Users can specify one or more of these run types in the config. A common pattern is to perform training followed immediately by testing:
run: [train, test]
Important
Any val or test tasks that come after train will use the best model checkpoint.
If you want to check how the untrained model performs on the validation and test datasets at initialization before training, train, and then assess the trained model’s performance:
run: [val, test, train, val, test]
Note
Continuing training from a checkpoint file will continue from the last run task the checkpoint file was at before stopping. For example, if one uses run: [test, train, val, test] and a nequip-train run crashed at the train step, a run restarted from that checkpoint will continue in the train stage (skipping the initial test stage that had already been completed in the previously crashed run).
data¶
data defines the NequIPDataModule object, which manages the train, validation, and test datasets.

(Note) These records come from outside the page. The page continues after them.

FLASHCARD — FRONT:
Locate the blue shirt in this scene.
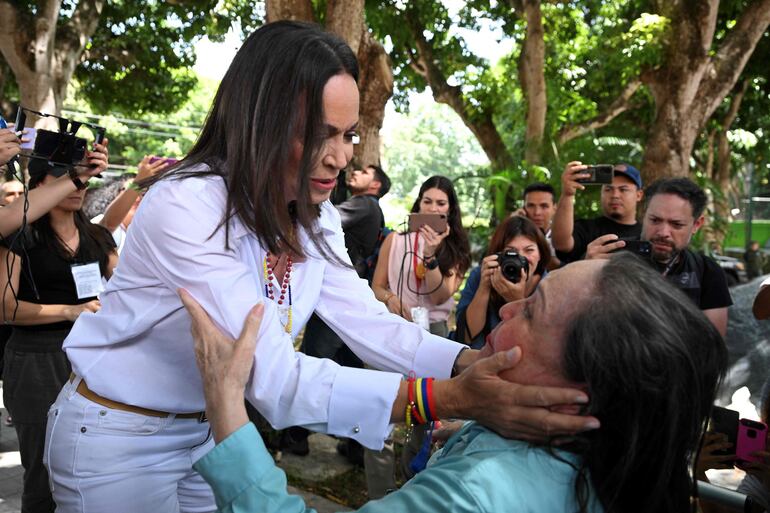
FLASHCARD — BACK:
[194,422,603,513]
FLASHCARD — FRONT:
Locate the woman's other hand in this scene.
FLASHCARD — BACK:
[385,294,412,322]
[179,289,265,443]
[434,348,599,441]
[0,128,21,165]
[78,139,110,178]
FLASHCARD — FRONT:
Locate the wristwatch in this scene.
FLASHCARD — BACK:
[450,347,470,378]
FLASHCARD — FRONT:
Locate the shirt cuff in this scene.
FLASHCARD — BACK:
[193,422,275,505]
[328,367,401,450]
[412,333,468,379]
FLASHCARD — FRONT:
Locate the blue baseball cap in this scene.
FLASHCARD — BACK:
[615,163,643,189]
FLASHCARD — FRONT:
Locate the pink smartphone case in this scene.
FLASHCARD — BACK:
[735,419,767,461]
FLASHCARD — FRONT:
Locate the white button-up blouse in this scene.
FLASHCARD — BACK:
[64,170,463,448]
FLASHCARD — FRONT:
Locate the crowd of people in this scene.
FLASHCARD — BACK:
[0,18,770,513]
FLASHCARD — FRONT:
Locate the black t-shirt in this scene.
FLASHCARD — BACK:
[337,194,385,277]
[655,249,733,310]
[0,226,115,331]
[556,216,642,264]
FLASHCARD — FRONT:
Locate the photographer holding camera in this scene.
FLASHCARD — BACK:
[551,161,643,263]
[0,123,108,237]
[0,154,117,512]
[455,216,551,349]
[641,178,733,337]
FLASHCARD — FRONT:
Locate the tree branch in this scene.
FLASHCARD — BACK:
[696,0,770,127]
[557,77,642,145]
[0,0,32,75]
[404,6,513,169]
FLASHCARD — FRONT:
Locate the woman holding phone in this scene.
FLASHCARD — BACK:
[372,176,470,337]
[45,21,592,513]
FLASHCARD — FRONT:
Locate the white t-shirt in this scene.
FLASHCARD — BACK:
[64,170,464,448]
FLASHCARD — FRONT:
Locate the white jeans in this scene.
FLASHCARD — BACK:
[43,378,216,513]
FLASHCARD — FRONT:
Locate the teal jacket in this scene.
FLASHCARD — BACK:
[194,422,603,513]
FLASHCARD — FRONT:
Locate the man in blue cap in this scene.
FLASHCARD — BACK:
[551,161,644,263]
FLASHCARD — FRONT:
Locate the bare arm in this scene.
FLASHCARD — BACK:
[551,161,588,253]
[425,267,463,305]
[179,290,598,442]
[703,307,727,338]
[0,248,99,326]
[105,250,118,280]
[462,255,497,342]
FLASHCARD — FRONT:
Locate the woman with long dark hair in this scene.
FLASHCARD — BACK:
[372,176,470,337]
[0,156,118,512]
[46,21,590,513]
[455,216,551,349]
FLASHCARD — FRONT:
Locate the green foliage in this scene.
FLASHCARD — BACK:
[74,0,261,117]
[382,97,490,226]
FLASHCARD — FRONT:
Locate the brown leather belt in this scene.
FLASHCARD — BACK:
[70,374,208,422]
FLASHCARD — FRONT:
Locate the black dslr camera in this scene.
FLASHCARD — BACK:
[14,106,107,168]
[497,249,529,283]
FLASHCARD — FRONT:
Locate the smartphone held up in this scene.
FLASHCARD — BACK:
[576,164,614,185]
[409,214,447,233]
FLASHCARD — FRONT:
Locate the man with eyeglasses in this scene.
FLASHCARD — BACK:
[551,161,644,263]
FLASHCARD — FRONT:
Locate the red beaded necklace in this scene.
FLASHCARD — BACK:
[262,251,292,334]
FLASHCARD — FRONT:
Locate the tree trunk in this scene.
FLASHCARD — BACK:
[355,30,393,166]
[712,80,749,247]
[642,0,770,182]
[518,0,548,164]
[404,4,513,171]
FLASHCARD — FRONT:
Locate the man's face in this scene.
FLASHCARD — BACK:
[642,194,703,262]
[481,260,605,386]
[347,167,375,194]
[0,180,24,206]
[601,175,643,223]
[524,191,556,231]
[285,74,359,205]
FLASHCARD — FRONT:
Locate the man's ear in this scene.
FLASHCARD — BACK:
[692,214,706,235]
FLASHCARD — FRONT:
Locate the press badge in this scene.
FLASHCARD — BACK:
[72,262,104,299]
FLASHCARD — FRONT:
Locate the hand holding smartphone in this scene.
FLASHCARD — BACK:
[150,157,179,166]
[576,164,615,185]
[735,419,767,463]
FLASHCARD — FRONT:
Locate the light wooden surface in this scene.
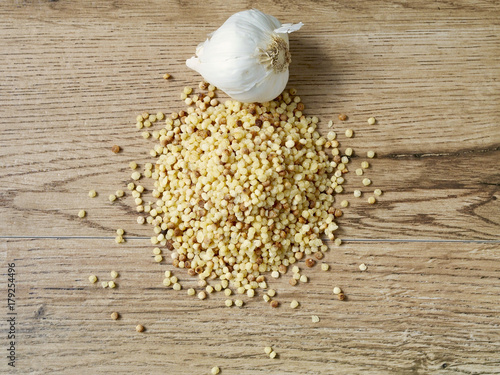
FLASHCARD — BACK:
[0,0,500,374]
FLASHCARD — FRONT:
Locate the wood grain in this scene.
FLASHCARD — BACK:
[0,239,500,374]
[0,0,500,375]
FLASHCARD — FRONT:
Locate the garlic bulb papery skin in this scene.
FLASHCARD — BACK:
[186,9,303,103]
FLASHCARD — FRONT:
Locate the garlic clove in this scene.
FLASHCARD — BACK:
[226,70,289,103]
[186,9,302,103]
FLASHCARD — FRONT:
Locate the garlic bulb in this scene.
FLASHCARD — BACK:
[186,9,303,103]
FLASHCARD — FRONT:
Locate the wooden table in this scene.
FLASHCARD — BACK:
[0,0,500,375]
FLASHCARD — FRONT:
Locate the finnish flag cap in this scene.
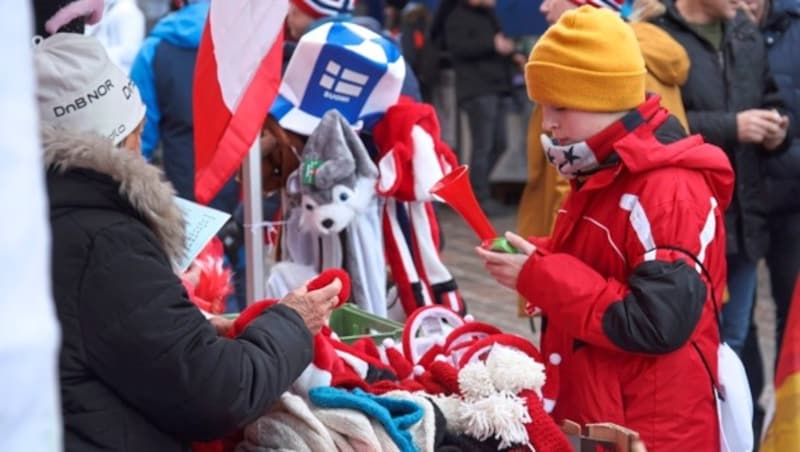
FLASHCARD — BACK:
[270,21,406,136]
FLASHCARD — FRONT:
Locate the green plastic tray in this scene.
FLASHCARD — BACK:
[330,304,403,345]
[223,303,403,345]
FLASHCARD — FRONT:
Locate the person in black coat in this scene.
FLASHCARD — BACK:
[742,0,800,432]
[655,0,792,353]
[34,33,341,452]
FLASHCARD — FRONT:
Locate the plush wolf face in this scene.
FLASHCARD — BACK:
[287,110,378,235]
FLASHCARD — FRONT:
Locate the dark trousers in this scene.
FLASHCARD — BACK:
[742,213,800,442]
[461,95,508,201]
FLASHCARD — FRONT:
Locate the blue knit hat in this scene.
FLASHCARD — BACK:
[270,21,406,135]
[308,386,424,452]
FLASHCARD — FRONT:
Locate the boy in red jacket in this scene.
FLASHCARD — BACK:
[478,7,733,452]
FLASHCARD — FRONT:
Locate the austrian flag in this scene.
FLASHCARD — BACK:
[193,0,289,204]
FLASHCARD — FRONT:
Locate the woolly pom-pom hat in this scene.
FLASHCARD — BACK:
[525,6,646,112]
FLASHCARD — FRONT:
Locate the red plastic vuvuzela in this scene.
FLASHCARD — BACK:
[431,165,497,242]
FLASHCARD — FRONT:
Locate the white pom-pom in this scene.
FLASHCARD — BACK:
[458,361,497,402]
[461,392,531,449]
[486,344,545,394]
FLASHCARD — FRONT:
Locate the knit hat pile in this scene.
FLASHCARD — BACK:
[434,342,572,452]
[525,5,646,112]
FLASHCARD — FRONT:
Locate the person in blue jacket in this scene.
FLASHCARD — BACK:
[131,0,239,213]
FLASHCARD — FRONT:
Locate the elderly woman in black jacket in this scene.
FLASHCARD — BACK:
[35,33,341,452]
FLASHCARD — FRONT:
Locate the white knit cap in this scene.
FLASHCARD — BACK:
[34,33,145,145]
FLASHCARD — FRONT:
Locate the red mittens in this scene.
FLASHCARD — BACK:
[308,268,350,308]
[227,268,350,338]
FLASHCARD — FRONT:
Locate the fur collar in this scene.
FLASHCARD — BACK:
[42,126,185,261]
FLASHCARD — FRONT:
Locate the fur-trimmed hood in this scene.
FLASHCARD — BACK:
[42,126,185,261]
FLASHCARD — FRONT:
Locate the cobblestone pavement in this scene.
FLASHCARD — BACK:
[440,204,775,403]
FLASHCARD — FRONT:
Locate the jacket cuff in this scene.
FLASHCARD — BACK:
[245,303,314,366]
[517,252,542,312]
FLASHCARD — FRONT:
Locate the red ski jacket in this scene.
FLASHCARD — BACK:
[517,97,734,452]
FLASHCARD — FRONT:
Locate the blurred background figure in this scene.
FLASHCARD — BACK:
[742,0,800,438]
[130,0,239,213]
[86,0,145,74]
[444,0,525,216]
[656,0,796,354]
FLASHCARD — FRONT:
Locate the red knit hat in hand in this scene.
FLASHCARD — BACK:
[519,390,573,452]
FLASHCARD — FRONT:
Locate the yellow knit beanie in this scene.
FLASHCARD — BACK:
[525,5,646,112]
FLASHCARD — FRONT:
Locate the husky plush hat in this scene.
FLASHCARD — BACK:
[268,110,386,316]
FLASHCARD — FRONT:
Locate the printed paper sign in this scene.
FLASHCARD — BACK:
[175,197,231,271]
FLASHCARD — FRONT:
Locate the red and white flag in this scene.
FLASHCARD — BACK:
[193,0,289,204]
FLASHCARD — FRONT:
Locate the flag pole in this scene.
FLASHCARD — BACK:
[242,135,264,306]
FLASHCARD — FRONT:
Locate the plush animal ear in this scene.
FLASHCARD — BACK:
[314,156,356,190]
[286,169,300,195]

For guidance on data configuration, see the Data Configuration guide and nequip.data.datamodule API documentation.
trainer¶
The trainer specifies arguments to instantiate a PyTorch Lightning Trainer object. To understand how to configure it, see the trainer flags and API documentation.
It is in the Trainer that users can specify callbacks used to influence the course of training. This includes the very important ModelCheckpoint callback that should be configured to save checkpoint files in the way the user so pleases. nequip’s own callbacks can also be used here.
Logging¶
nequip supports various loggers through PyTorch Lightning, including its built-in loggers, e.g. Tensorboard, Weights & Biases, etc.
Tensorboard¶
Tensorboard can be configured, for example, as follows:
logger:
_target_: lightning.pytorch.loggers.TensorBoardLogger
# The run name in tensorboard can be, for example, inherited from Hydra.
version: ${hydra:job.name}
# By default (not if overridden) Hydra will make `./outputs` and put various runs at `./outputs/{name}`.
# Here we add an additional `./outputs/tensorboard_logs` within which logs will be stored _across_ runs.
save_dir: outputs/tensorboard_logs
The full set of options are found in the documentation of the underlying object from PyTorch Lightning.
training_module¶
training_module defines the NequIPLightningModule (or its subclasses). Users are directed to the nequip.train.NequIPLightningModule API documentation to learn how to configure it. Usually the EMALightningModule is the right choice.
The following important objects are configured as part of the training_module:
model¶
This section configures the model itself, including hyperparameters and the choice of architecture (for example, the NequIP message-passing E(3)-equivariant GNN, or the Allegro architecture). Refer to the model documentation page to learn how to configure this section.
loss and metrics¶
Loss functions and metrics to monitor training progress are configured here in the training_module. See the Loss and Metrics guide for configuration details, including simplified wrappers, coefficient mechanics, and monitoring setup.
optimizer and lr_scheduler¶
The optimizer can be any PyTorch-compatible optimizer. Options from PyTorch can be found in torch.optim. The Adam optimizer, for example, can be configured as follows:
optimizer:
_target_: torch.optim.Adam
lr: 0.01
The lr_scheduler is configured according to PyTorch Lightning’s lr_scheduler_config (see configure_optimizers() for the full range of options). Consider the following use of ReduceLROnPlateau as an example.
lr_scheduler:
scheduler:
_target_: torch.optim.lr_scheduler.ReduceLROnPlateau
factor: 0.6
patience: 5
threshold: 0.2
min_lr: 1e-6
monitor: val0_epoch/weighted_sum
interval: epoch
frequency: 1
The scheduler is a PyTorch-compatible learning rate scheduler. Options from PyTorch can be found in torch.optim.lr_scheduler.